The Minister of Interior Ogbeni Rauf Aregbesola, and also Chairman, Civil Defence, Fire and Immigration Service Board, declared that there is no shortage of passport booklet anywhere in the world, hence that of Nigeria should not be different.
The Minister made the declaration on Wednesday in Abuja, while decorating the newly recognized acting Comptroller General of the Nigerian Immigration Service, Alhaji Idris Isa Jere, where he emphatically stated that passport booklet were not in short supply world over.
He urged Nigerians, both home and in diaspora to always follow the right channel in the process of acquiring international passport through the available online platform.
He reiterated that patronising touts and racketeers in acquiring passport would only leads to delay and extortion of prospective applicants.
Aregbesola further explained reasons behind some applicants getting long appointment dates, “Depending on the volume of applicants in your chosen station, your appointment period can be short or long. For example, if you’re in Lagos, Ikoyi passport office has the highest volume of passport seekers in Nigeria, it is almost 50 percent of the entire population of applicants in Nigeria. If you pick Ikoyi, you might have three months waiting period to have your data captured and other enrollment requirements, whereas it is not so in other places.”

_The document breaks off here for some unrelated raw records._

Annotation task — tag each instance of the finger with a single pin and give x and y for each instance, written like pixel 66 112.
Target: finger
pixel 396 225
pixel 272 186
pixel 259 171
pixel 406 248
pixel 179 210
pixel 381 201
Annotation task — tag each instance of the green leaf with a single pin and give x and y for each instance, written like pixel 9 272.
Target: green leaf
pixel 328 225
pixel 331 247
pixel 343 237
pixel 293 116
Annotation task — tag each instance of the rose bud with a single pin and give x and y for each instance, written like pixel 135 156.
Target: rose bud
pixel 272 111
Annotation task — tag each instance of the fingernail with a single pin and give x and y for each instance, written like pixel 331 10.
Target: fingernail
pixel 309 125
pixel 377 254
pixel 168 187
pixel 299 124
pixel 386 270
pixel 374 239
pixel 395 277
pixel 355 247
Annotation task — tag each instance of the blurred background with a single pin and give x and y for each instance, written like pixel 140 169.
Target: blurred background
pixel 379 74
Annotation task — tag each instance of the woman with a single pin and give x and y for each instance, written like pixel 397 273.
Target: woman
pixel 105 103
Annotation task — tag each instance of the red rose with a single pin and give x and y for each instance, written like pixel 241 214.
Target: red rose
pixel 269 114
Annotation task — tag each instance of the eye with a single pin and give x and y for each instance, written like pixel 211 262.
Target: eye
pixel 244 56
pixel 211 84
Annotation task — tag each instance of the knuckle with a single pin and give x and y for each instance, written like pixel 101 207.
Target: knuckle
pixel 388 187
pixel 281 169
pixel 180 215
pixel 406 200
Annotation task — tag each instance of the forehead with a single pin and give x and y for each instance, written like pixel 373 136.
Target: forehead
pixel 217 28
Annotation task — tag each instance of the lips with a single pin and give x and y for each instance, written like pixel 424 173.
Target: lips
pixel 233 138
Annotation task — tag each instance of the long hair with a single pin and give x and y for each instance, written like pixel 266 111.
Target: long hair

Aregbesola, charged Idris Jere to find a lasting solution to the difficulties Nigerians go through in the issuance of passport, stressing that President Muhammadu Buhari was concerned about the difficulties Nigerians in diaspora faced in obtaining Nigerian passport.
Aregbesola said, “I received a message from the president at FEC today which I want to make public. The president is concern with the report coming from overseas on the difficulty of getting a Nigerian passport. The challenges are there not because of the lack of concern.
“Second, international visitors to Nigeria and even Nigerians who have the fortune of being born outside the country and therefore need to have a Nigerian passport before they can come into the country because they couldn’t get and want to come home through the visa on arrival platform find it difficult to process this effectively and seamlessly. We can’t afford to have these challenges with our people in diaspora.”
He further said to the acting Comptroller General of the Nigerian Immigration Service, “your new rank comes with more responsibilities, as such you must find a lasting solution in the issuance of passport, thereby making the process seamless.”